This could be big.
As Twitter continues to develop its new audio Spaces tool, in order to tap into the latest social engagement trend, it’s now looking at how it improves Spaces discovery, and maximizes awareness of in-progress conversations.
This would be definitely help:
As you can see in this example, shared by reverse engineering expert Jane Manchun Wong, Twitter is now working on a new, dedicated Spaces tab in the app, which, when tapped, would take users through to a full listing of in-progress audio Spaces, and likely other dedicates features.
That would be a big move for Twitter. The app has long held that its four-tab set-up is optimal – though it did add another dedicated tab once, for Moments, which didn’t really pan out as planned.
Since then, Twitter has stuck with the four key elements – the home timeline, Explore, notifications and messages. It’s moved them around a little bit, but essentially, they’ve kept the set-up the same, limiting the amount of quick access tabs, and instead, adding new elements like Fleets at the top of the UI, which taps into the Stories trend.
Right now, Spaces is also intertwined with Fleets, but as it becomes a bigger consideration, and as Twitter looks to capitalize on the rising popularity of the option, a dedicated tab would make sense.
Clubhouse, the current leader in the audio social space, has its virtual ‘hallway’ in the app, with each discussion taking place in a ‘room’, so you can browse through the real-time discussions in progress, and join in as you see fit. A dedicated Spaces tab would essentially serve the same purpose, and as Twitter brings Spaces to more users, that could become an even more important element in connecting more people to relevant Spaces content within the app.
Which could eventually give Twitter the upper hand over Clubhouse. Clubhouse has now seen 13 million total downloads, which is amazing growth for an invite-only app, but Twitter has 192 million daily active users, a huge pool from which it could potentially drive significant audience reach for audio social broadcasters, which prove to be a key lure for its Spaces offering.
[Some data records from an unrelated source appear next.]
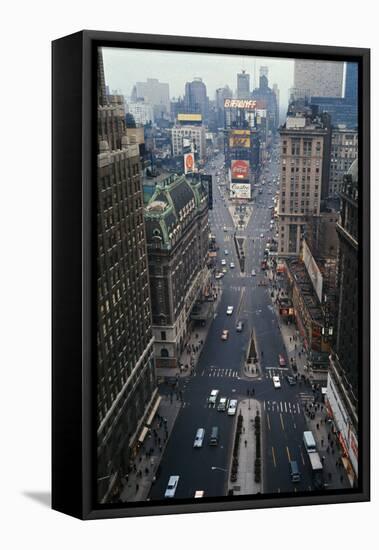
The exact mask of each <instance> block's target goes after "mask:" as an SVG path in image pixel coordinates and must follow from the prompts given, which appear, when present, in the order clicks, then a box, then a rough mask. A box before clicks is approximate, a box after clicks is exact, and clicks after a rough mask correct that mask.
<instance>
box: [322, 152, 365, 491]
mask: <svg viewBox="0 0 379 550" xmlns="http://www.w3.org/2000/svg"><path fill="white" fill-rule="evenodd" d="M358 189H359V182H358V160H355V161H354V162H353V164H352V165H351V167H350V169H349V170H348V172H347V173H346V174H345V176H344V181H343V183H342V187H341V193H340V195H341V214H340V220H339V222H338V223H337V233H338V239H339V250H338V270H337V273H338V278H337V287H338V289H339V299H338V308H337V323H336V325H337V335H336V344H335V349H334V353H332V354H331V356H330V366H329V373H328V384H327V392H326V405H327V410H328V413H329V415H330V416H331V417H332V418H333V422H334V426H335V431H336V433H337V435H338V439H339V442H340V444H341V447H342V450H343V459H342V460H343V461H344V466H345V468H346V470H347V472H348V473H349V474H350V475H349V477H350V479H351V480H352V481H353V483H354V482H355V481H356V479H357V476H358V394H359V387H358V386H359V377H360V364H359V362H358V334H359V327H358V322H359V314H358V311H359V302H358V300H359V294H358V292H357V288H358V246H359V242H358V218H359V216H358V195H359V191H358Z"/></svg>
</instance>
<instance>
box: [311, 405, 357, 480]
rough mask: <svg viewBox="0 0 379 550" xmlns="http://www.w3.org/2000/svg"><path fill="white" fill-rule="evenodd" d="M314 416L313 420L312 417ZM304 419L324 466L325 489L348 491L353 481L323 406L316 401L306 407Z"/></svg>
mask: <svg viewBox="0 0 379 550" xmlns="http://www.w3.org/2000/svg"><path fill="white" fill-rule="evenodd" d="M313 415H314V418H312V416H313ZM305 418H306V421H307V424H308V427H309V429H310V430H311V431H312V433H313V435H314V438H315V441H316V446H317V451H318V453H319V455H320V458H321V461H322V462H323V466H324V480H325V483H326V484H327V489H350V488H351V487H352V486H353V479H349V477H348V475H347V473H346V470H345V468H344V466H343V460H342V452H341V451H342V449H341V447H340V444H339V441H338V438H337V436H336V435H335V434H334V433H333V430H332V423H331V422H328V417H327V414H326V408H325V405H323V404H322V403H320V402H319V401H317V396H316V402H315V403H314V404H313V405H311V404H310V405H308V406H307V410H306V411H305Z"/></svg>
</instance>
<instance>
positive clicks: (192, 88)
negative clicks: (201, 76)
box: [184, 78, 209, 121]
mask: <svg viewBox="0 0 379 550" xmlns="http://www.w3.org/2000/svg"><path fill="white" fill-rule="evenodd" d="M184 108H185V110H186V112H187V113H201V115H202V117H203V120H204V121H206V120H208V109H209V99H208V96H207V87H206V85H205V84H204V82H203V80H202V79H201V78H194V79H193V80H192V82H186V85H185V94H184Z"/></svg>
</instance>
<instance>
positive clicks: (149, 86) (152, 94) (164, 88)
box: [131, 78, 170, 118]
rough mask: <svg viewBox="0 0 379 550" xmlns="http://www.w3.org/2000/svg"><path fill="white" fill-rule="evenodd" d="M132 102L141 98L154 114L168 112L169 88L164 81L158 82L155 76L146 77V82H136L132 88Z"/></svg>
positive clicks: (155, 116) (159, 116) (163, 113)
mask: <svg viewBox="0 0 379 550" xmlns="http://www.w3.org/2000/svg"><path fill="white" fill-rule="evenodd" d="M131 99H132V101H133V102H136V101H137V100H138V99H143V100H144V101H145V102H146V103H149V104H150V105H151V106H152V107H153V110H154V116H155V117H157V118H159V117H160V116H161V115H162V114H169V113H170V88H169V85H168V84H167V83H166V82H159V80H158V79H157V78H148V79H147V80H146V82H136V84H135V86H134V87H133V90H132V97H131Z"/></svg>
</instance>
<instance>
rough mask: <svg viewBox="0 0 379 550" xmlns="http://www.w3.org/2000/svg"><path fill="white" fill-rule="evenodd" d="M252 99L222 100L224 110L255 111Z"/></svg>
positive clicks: (253, 100) (253, 104) (252, 99)
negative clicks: (222, 102) (248, 110)
mask: <svg viewBox="0 0 379 550" xmlns="http://www.w3.org/2000/svg"><path fill="white" fill-rule="evenodd" d="M256 105H257V102H256V101H255V100H254V99H224V109H250V110H252V109H255V107H256Z"/></svg>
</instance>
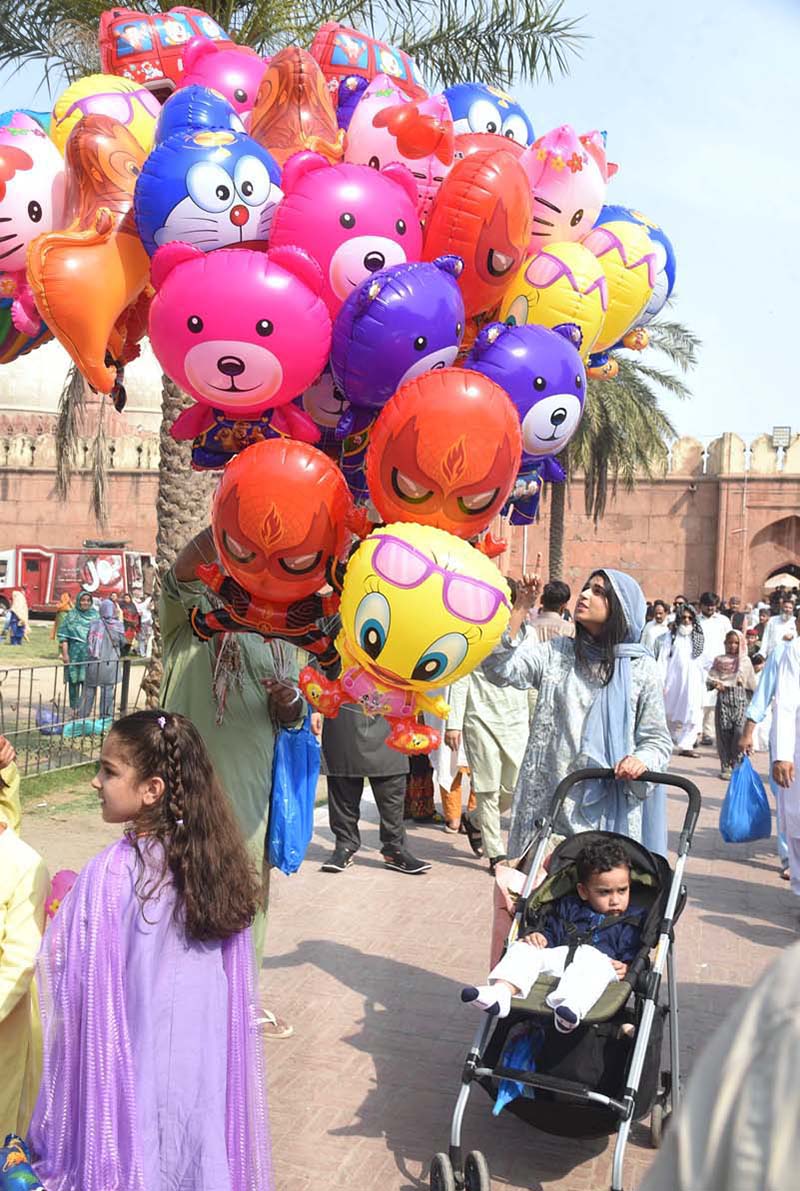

Will big-name broadcasters keep running rooms on Clubhouse if they can reach 10x or 20x more people on Twitter instead? If Spaces ends up offering all of the same features, it’s hard to see Clubhouse battling through.
It’s not impossible, but the challenge is rising, and updates like this would not be a welcome sight for the Clubhouse team.
But right now, Spaces discovery is limited – though it is possible to search for in-progress audio streams.
That could be a handy tip, because the value of audio social lies in serendipity, in it being available for you to tune in when you have time free.
The addition of a dedicated tab would cater to this, and would be a big update, if it does get rolled out.